Research directions
Link to Résumé
tinyurl.com/nicolassommet
Keywords
Psychology of income inequality - Psychology of competition - Psychology of social class - Achievement motivation - Well-being and health - Social trust - Multilevel modeling
Academic Biography
Nicolas Sommet received his PhD in social psychology from the University of Lausanne in 2014. His doctoral work focused on the structural antecedents and the interpersonal consequences of competitive goals (Sommet et al., 2013, 2014, 2015, 2017; for a review, see Butera et al., 2019).
After one year of post-doctoral training at the University of Geneva (2014-15), he received a UNIL/CHUV mobility fellowship to study at the University of Rochester, NY (2015-16). He kept working on achievement motivation (Sommet & Elliot, 2017), while developing a line of inquiry on inequality.
Then, Nicolas held a Junior Lecturer position at the NCCR LIVES (2016-20) and obtained a SNSF Ambizione fellowship to study the psychological effects of income inequality (2020-2024) and a SNSF Spark fellowship (co-applicant) to study the psychological effects of social class (2019-present).

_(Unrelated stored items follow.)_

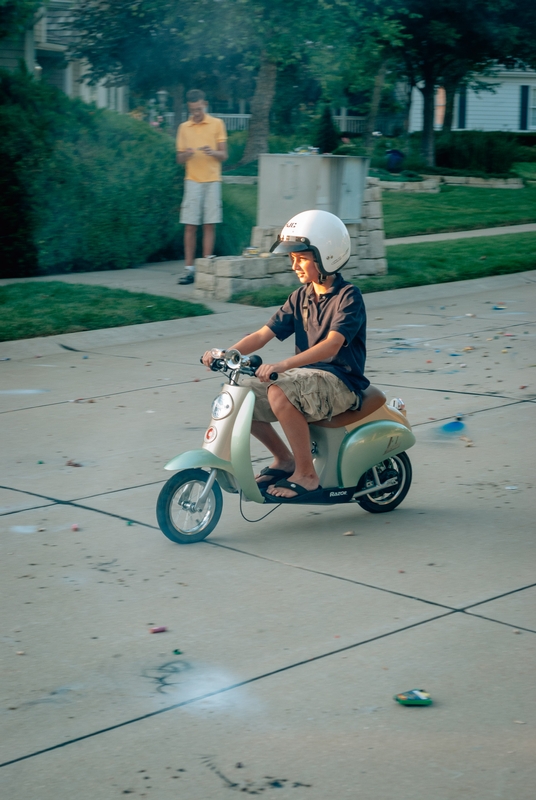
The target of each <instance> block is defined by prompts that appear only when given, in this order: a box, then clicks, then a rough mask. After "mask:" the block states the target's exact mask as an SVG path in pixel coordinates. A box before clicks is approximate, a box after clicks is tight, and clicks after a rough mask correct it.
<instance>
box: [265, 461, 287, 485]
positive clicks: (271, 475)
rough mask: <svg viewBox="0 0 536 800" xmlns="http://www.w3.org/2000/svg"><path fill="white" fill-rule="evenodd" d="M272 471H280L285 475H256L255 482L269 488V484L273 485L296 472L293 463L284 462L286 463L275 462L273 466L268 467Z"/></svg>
mask: <svg viewBox="0 0 536 800" xmlns="http://www.w3.org/2000/svg"><path fill="white" fill-rule="evenodd" d="M268 469H270V470H280V471H281V472H282V473H283V472H284V473H285V474H284V475H261V474H259V475H255V480H256V481H257V483H258V484H260V485H261V486H262V485H265V486H268V485H269V484H273V483H275V482H276V481H278V480H279V479H280V478H285V477H288V476H289V475H291V474H292V472H293V470H294V464H293V463H292V462H290V463H289V462H284V461H274V463H273V464H270V466H269V467H268Z"/></svg>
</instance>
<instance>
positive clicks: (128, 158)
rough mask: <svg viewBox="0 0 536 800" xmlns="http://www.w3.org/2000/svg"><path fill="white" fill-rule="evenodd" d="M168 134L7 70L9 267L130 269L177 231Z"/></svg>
mask: <svg viewBox="0 0 536 800" xmlns="http://www.w3.org/2000/svg"><path fill="white" fill-rule="evenodd" d="M181 195H182V169H179V168H178V167H177V165H176V163H175V156H174V143H173V141H172V139H171V138H170V137H169V136H167V135H166V134H164V133H162V132H160V131H155V130H153V129H152V128H151V127H149V126H148V125H147V124H145V123H143V122H139V121H137V120H135V119H132V118H130V117H128V116H124V115H119V114H116V113H114V112H109V111H105V110H99V109H97V108H95V106H92V105H87V104H85V103H82V102H81V101H78V100H71V99H69V98H68V97H66V96H65V95H64V94H63V93H62V92H60V91H58V90H57V89H55V88H54V87H52V86H48V85H46V84H43V83H37V82H36V81H34V80H33V79H32V78H31V77H30V76H29V75H28V74H27V73H24V72H18V73H8V72H3V71H2V72H0V263H1V267H0V276H1V277H14V276H21V275H22V276H25V275H38V274H46V273H52V272H53V273H59V272H75V271H82V270H99V269H120V268H124V267H130V266H134V265H137V264H141V263H143V262H144V261H146V260H147V259H148V258H150V256H151V254H154V253H156V252H158V251H159V250H161V249H162V248H165V247H166V246H169V245H170V244H171V243H172V242H173V241H174V240H176V239H177V236H178V232H179V226H178V207H179V203H180V199H181Z"/></svg>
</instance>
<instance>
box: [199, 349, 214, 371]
mask: <svg viewBox="0 0 536 800" xmlns="http://www.w3.org/2000/svg"><path fill="white" fill-rule="evenodd" d="M201 361H202V362H203V364H204V365H205V367H208V368H209V369H210V367H211V366H212V362H213V361H214V356H213V355H212V351H211V350H207V351H206V352H205V353H204V354H203V357H202V358H201Z"/></svg>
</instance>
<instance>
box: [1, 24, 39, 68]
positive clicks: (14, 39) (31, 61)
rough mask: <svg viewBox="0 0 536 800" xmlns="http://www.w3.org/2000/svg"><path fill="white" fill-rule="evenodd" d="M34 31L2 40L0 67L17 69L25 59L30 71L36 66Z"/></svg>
mask: <svg viewBox="0 0 536 800" xmlns="http://www.w3.org/2000/svg"><path fill="white" fill-rule="evenodd" d="M33 44H34V42H33V32H32V31H27V32H26V34H22V35H20V36H16V37H13V38H10V39H4V40H3V41H2V47H1V48H0V69H8V70H10V71H14V70H17V69H18V68H19V66H20V62H21V61H24V62H25V64H26V68H27V69H28V71H29V72H32V71H33V68H34V66H35V62H34V55H33Z"/></svg>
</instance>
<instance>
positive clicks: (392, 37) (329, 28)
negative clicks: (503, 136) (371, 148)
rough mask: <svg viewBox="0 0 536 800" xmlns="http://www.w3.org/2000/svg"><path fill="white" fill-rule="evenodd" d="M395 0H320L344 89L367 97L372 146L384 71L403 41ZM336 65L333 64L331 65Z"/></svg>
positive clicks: (395, 2)
mask: <svg viewBox="0 0 536 800" xmlns="http://www.w3.org/2000/svg"><path fill="white" fill-rule="evenodd" d="M397 3H398V0H323V6H324V8H325V10H326V12H328V13H327V14H326V17H327V20H329V24H327V25H326V27H325V33H324V37H325V40H329V41H332V42H336V45H335V46H334V49H333V53H334V54H336V55H334V57H335V58H336V57H337V55H338V56H339V57H340V63H341V64H342V65H343V76H344V77H343V80H344V85H345V88H346V92H347V93H354V92H359V93H361V94H363V93H365V94H366V95H367V96H368V97H369V101H368V114H367V122H366V130H365V145H366V147H367V148H368V149H370V148H371V147H372V132H373V131H374V129H375V127H376V124H375V123H376V118H377V115H378V111H379V108H380V101H381V96H382V90H383V88H384V85H385V81H386V78H387V75H388V73H389V71H390V70H392V69H393V67H394V66H395V64H396V56H395V50H396V48H397V47H398V46H400V45H402V42H403V41H404V32H403V29H402V25H401V24H400V22H399V20H398V19H397V17H396V12H397V9H398V5H397ZM334 66H335V65H334Z"/></svg>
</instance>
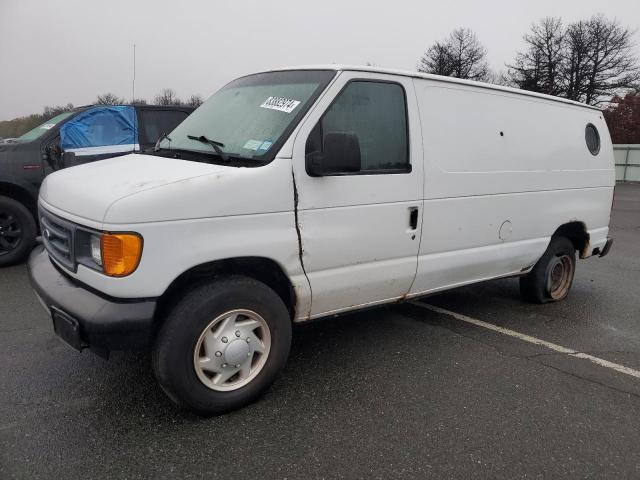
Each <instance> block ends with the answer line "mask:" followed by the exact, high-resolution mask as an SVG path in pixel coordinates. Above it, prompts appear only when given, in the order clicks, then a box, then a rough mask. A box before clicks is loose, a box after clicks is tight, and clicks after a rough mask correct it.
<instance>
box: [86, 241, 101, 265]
mask: <svg viewBox="0 0 640 480" xmlns="http://www.w3.org/2000/svg"><path fill="white" fill-rule="evenodd" d="M89 248H90V249H91V259H92V260H93V261H94V262H95V263H96V265H99V266H102V247H101V246H100V236H98V235H91V237H89Z"/></svg>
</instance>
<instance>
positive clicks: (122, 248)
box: [101, 233, 142, 277]
mask: <svg viewBox="0 0 640 480" xmlns="http://www.w3.org/2000/svg"><path fill="white" fill-rule="evenodd" d="M101 247H102V263H103V265H102V268H103V271H104V273H106V274H107V275H109V276H112V277H124V276H126V275H129V274H131V273H133V271H134V270H135V269H136V268H138V264H139V263H140V257H141V256H142V237H141V236H140V235H138V234H137V233H103V234H102V242H101Z"/></svg>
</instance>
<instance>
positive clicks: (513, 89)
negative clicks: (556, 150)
mask: <svg viewBox="0 0 640 480" xmlns="http://www.w3.org/2000/svg"><path fill="white" fill-rule="evenodd" d="M283 70H335V71H351V72H372V73H384V74H388V75H399V76H403V77H412V78H424V79H427V80H432V81H435V82H444V83H454V84H459V85H468V86H471V87H476V88H485V89H487V90H496V91H500V92H509V93H515V94H518V95H524V96H527V97H534V98H541V99H544V100H551V101H553V102H560V103H565V104H569V105H573V106H576V107H582V108H589V109H592V110H597V111H599V112H600V111H602V109H601V108H598V107H596V106H593V105H587V104H586V103H580V102H576V101H574V100H568V99H566V98H561V97H554V96H552V95H546V94H544V93H537V92H530V91H527V90H521V89H519V88H513V87H504V86H502V85H494V84H490V83H484V82H475V81H473V80H463V79H460V78H455V77H445V76H442V75H433V74H430V73H422V72H417V71H415V72H414V71H411V70H396V69H392V68H382V67H370V66H362V65H341V64H325V65H303V66H295V67H282V68H274V69H271V70H268V71H283Z"/></svg>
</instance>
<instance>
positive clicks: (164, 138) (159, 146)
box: [153, 133, 171, 152]
mask: <svg viewBox="0 0 640 480" xmlns="http://www.w3.org/2000/svg"><path fill="white" fill-rule="evenodd" d="M165 139H166V140H169V144H171V139H170V138H169V135H167V134H166V133H163V134H162V135H160V138H159V139H158V141H157V142H156V146H155V147H153V151H154V152H157V151H158V150H160V144H161V143H162V140H165Z"/></svg>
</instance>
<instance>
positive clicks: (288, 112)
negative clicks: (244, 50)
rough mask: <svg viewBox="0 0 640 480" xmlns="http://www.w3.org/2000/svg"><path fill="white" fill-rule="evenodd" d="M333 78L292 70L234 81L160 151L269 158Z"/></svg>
mask: <svg viewBox="0 0 640 480" xmlns="http://www.w3.org/2000/svg"><path fill="white" fill-rule="evenodd" d="M334 75H335V72H333V71H327V70H292V71H282V72H268V73H259V74H256V75H250V76H247V77H242V78H239V79H237V80H234V81H233V82H231V83H229V84H227V85H226V86H225V87H223V88H222V89H221V90H218V91H217V92H216V93H214V94H213V95H212V96H211V97H210V98H209V99H208V100H207V101H206V102H205V103H204V104H202V105H201V106H200V107H199V108H198V109H197V110H196V111H195V112H193V113H192V114H191V115H189V117H187V118H186V119H185V121H184V122H182V123H181V124H180V125H178V127H176V128H175V129H174V130H173V131H172V132H171V133H169V135H168V138H167V137H165V138H164V139H163V140H162V141H161V142H159V144H158V147H159V148H160V149H163V150H175V151H179V152H180V153H181V154H182V153H184V152H195V153H199V154H202V153H206V154H211V155H216V156H221V157H225V159H226V158H227V157H228V158H233V157H240V158H242V159H247V160H251V161H253V160H258V161H268V160H271V159H273V157H274V156H275V154H276V153H277V151H278V149H279V148H280V146H281V145H282V143H284V141H285V140H286V138H287V136H288V135H289V133H291V130H293V128H294V127H295V126H296V124H297V123H298V122H299V121H300V119H301V118H302V116H303V115H304V113H305V112H306V111H307V110H308V108H309V107H310V106H311V105H312V104H313V102H314V101H315V99H316V98H317V97H318V96H319V95H320V93H321V92H322V91H323V90H324V88H325V87H326V86H327V84H328V83H329V82H330V81H331V79H332V78H333V76H334ZM212 143H213V144H212ZM214 145H215V146H214ZM216 147H217V148H216ZM221 154H222V155H221ZM181 156H183V155H181ZM184 157H185V158H186V156H184Z"/></svg>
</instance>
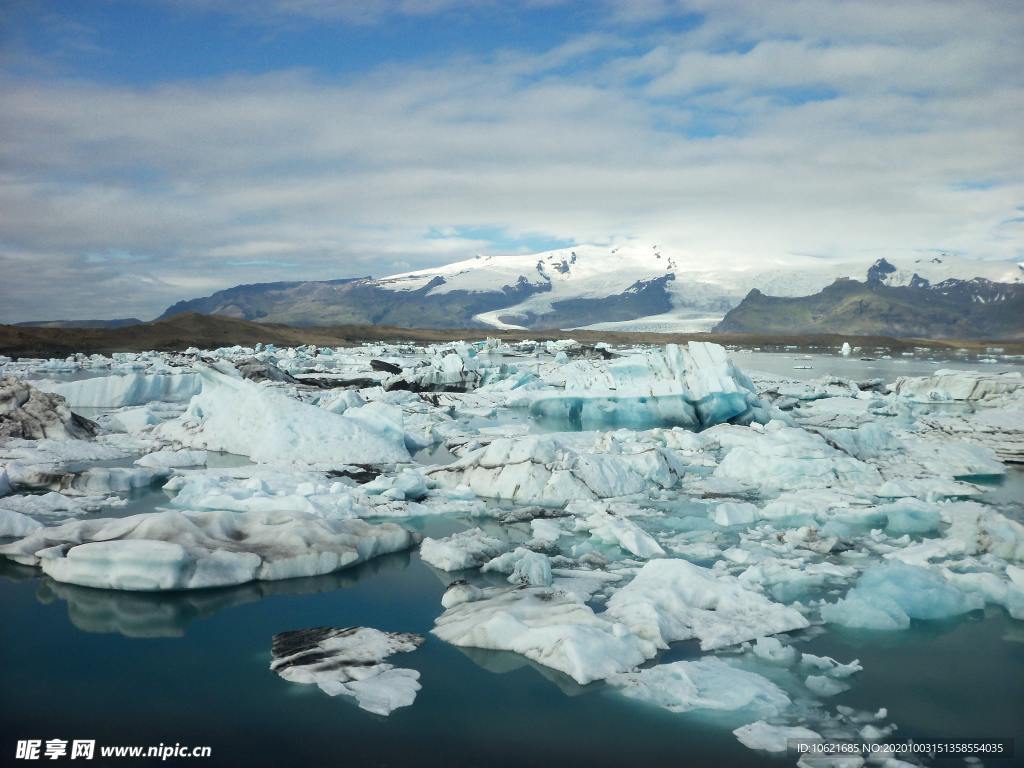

During these years, he used cross-sectional, longitudinal, and experimental data to investigate the effects of residing in places with high income inequality on various outcomes such as health, well-being, trust, and competitiveness (for a review of these findings, see Sommet & Elliot, 2023).
Nicolas also published two humorous but rigorous primers on multilevel linear and logistic modeling (Sommet & Morselli, 2017, 2021) and co-developed a method and a web-app to facilitate power calculations when testing an interaction (Sommet et al., 2024).
Nicolas now holds a permanent research position at the LIVES Centre at the University of Lausanne.